Reporter: Adinda Ade Mustami | Editor: Adi Wikanto
JAKARTA. Direktorat Jenderal (Ditjen) Pajak Kementerian Keuangan (Kemkeu) punya strategi baru untuk mengerjar penerimaan pajak tahun depan.
Ditjen Pajak akhirnya menaikkan tarif Pajak Pertambahan Nilai (PPN) rokok menjadi sebesar 8,7%.
Tarif baru ini akan berlaku mulai 1 Januari 2016 mendatang.
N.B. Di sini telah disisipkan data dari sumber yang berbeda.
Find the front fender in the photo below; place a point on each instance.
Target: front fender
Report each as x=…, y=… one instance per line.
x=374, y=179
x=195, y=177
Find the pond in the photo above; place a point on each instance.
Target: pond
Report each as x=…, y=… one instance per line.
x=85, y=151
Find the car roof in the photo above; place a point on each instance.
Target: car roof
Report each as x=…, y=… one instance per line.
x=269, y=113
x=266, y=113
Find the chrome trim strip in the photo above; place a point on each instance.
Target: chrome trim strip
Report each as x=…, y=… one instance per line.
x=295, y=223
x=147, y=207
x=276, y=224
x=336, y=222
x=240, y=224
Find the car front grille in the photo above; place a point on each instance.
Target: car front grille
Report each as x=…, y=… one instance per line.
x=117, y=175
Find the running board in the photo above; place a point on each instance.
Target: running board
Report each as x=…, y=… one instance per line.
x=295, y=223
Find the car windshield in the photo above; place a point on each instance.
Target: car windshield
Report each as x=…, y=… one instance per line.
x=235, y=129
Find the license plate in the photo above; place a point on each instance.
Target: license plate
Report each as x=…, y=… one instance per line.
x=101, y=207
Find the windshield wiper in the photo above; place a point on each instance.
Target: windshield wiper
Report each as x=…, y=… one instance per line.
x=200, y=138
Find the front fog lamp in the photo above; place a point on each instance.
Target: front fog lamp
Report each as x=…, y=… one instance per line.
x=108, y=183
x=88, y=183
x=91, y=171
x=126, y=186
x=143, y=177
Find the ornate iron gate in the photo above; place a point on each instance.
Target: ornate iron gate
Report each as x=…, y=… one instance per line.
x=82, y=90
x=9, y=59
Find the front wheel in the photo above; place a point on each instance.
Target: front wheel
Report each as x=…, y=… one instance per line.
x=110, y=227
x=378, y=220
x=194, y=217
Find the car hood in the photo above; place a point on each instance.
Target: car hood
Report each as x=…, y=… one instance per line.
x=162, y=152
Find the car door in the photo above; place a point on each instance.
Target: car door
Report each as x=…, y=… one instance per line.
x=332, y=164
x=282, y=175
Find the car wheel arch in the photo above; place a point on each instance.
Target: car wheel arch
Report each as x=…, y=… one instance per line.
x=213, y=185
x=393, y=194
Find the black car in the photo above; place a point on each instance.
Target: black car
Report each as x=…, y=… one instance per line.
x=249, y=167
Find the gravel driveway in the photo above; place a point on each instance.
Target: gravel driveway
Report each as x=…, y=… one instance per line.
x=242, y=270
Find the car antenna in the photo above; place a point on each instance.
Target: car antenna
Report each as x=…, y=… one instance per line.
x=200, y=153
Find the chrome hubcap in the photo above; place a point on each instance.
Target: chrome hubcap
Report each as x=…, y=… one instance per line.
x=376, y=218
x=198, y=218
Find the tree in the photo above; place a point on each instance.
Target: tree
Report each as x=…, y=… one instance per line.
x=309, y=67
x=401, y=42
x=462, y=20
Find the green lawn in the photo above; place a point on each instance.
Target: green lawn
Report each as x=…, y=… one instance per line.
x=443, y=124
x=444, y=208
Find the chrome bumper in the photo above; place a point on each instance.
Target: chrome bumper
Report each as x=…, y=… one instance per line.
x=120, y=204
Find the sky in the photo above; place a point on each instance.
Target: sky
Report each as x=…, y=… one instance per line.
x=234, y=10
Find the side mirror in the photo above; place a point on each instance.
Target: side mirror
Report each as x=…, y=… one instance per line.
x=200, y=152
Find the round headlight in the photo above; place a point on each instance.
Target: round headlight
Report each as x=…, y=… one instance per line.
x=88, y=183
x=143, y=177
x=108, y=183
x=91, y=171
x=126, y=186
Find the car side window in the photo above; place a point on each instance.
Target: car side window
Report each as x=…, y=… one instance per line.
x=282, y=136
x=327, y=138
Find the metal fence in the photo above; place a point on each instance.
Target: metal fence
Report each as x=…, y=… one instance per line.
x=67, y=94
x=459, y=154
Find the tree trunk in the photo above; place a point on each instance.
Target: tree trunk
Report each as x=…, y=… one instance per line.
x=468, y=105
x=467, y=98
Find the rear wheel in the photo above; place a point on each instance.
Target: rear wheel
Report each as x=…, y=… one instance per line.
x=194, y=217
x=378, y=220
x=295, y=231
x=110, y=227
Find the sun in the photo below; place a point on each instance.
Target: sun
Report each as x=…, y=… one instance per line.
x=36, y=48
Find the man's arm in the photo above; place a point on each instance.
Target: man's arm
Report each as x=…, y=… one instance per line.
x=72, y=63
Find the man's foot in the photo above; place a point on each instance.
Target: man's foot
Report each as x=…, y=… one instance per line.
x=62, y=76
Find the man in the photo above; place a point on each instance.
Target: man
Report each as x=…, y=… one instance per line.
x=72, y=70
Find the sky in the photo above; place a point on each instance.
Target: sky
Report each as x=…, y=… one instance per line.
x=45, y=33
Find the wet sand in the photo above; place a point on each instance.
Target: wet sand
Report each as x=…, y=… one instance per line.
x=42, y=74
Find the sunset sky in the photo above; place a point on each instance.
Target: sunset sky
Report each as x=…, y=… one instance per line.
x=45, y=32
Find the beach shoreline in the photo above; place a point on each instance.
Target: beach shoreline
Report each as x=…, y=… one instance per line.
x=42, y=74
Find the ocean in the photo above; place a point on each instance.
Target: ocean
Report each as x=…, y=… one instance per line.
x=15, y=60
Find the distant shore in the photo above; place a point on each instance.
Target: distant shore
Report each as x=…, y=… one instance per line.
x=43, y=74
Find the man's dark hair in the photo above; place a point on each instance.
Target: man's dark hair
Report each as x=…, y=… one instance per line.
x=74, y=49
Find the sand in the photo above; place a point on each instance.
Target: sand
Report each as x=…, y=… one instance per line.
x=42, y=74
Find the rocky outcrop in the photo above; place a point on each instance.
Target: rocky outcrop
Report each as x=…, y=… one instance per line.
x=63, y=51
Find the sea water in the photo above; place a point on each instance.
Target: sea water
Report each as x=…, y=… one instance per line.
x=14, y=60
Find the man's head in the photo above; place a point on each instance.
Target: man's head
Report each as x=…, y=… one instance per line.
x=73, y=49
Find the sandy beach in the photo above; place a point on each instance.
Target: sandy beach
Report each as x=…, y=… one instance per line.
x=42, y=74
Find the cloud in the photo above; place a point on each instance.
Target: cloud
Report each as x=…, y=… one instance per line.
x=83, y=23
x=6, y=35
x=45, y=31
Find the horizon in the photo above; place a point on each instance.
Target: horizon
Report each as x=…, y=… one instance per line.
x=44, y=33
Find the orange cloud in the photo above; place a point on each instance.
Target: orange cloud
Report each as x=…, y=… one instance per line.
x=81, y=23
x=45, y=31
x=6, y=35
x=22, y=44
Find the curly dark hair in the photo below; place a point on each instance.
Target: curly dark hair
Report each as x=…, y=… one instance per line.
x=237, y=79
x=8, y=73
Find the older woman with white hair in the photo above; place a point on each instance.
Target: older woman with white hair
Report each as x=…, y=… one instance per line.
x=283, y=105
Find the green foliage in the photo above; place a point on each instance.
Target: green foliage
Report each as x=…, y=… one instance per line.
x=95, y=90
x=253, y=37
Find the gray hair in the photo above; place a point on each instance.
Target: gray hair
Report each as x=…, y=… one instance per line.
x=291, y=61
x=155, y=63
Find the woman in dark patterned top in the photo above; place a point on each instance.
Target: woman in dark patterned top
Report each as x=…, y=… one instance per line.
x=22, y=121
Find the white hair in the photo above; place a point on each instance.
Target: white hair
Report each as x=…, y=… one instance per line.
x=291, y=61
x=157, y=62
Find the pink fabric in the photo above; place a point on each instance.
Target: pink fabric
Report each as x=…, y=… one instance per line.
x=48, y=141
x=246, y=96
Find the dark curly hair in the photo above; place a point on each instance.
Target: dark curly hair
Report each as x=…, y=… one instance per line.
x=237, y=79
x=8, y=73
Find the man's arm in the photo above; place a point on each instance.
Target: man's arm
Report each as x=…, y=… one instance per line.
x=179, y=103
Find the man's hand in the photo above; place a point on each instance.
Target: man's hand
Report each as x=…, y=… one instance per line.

Saat ini, PPN rokok hanya 8,4%.
Kebijakan ini tercantum dalam Peraturan Menteri Keuangan (PMK) Nomor 174/PMK.03/2015 tentang Tata Cara Perhitungan dan Pemungutan Pajak Pertambahan Nilai atas Penyerahan Hasil Tembakau.
Dalam aturan tersebut, besaran PPN yang dipungut yaitu sebesar 8,7% dikalikan dengan harga jual eceran (HJE) tembakau untuk penjualan rokok, atau HJE untuk jenis dan merk yang sama yang dijual untuk umum setelah dikurangi laba bruto untuk penyerahan rokok yang diberikan secara cuma-cuma.
Adapun PPN 8,7% dikenakan atas hasil penyerahan rokok yang dibuat di dalam negeri oleh produsen atau hasil tembakau yang dibuat di luar negeri oleh importir.
Pajak ini PPN juga hanya dikenakan satu kali pada tingkat produsen atau importir walau penyerahannya dilakukan mulai dari tingkat produsen atau importir, pengusaha penyalur, hingga konsumen akhir.
Direktur Penyuluhan, Pelayanan dan Hubungan Masyarakat (P2Humas) Ditjen Pajak Mekar Satria Utama menjelaskan, kenaikan tarif PPN tersebut memang merupakan bagian dari rencana pemerintah dalam beberapa tahun ke depan.
Bahkan berdasarkan roadmap, pemerintah berencana menaikkan tari efektif PPN secara bertahap.
"Kami mau naikkannya jadi 9,1%," kata Mekar saat dihubungi, Selasa (29/9).
Lebih lanjut menurut Mekar, kenaikan tarif hingga 9,1% tersebut ditargetkan dalam jangka waktu dua tahun ke depan.
Artinya, tahun 2018 mendatang, tarif PPN rokok menjadi sebesar 9,1%. Namun lanjut dia, kenaikan tersebut akan dilakukan secara bertahap.
Adapun rencana kenaikan tarif PPN sebenarnya telah menjadi rencana Ditjen Pajak pada awal tahun 2015. Saat itu, ororitas pajak menginginkan PPN rokok diubah menjadi PPN murni sebesar 10%.
Namun, rencana ini tertunda lantaran banyaknya protes yang timbul dari kalangan usaha.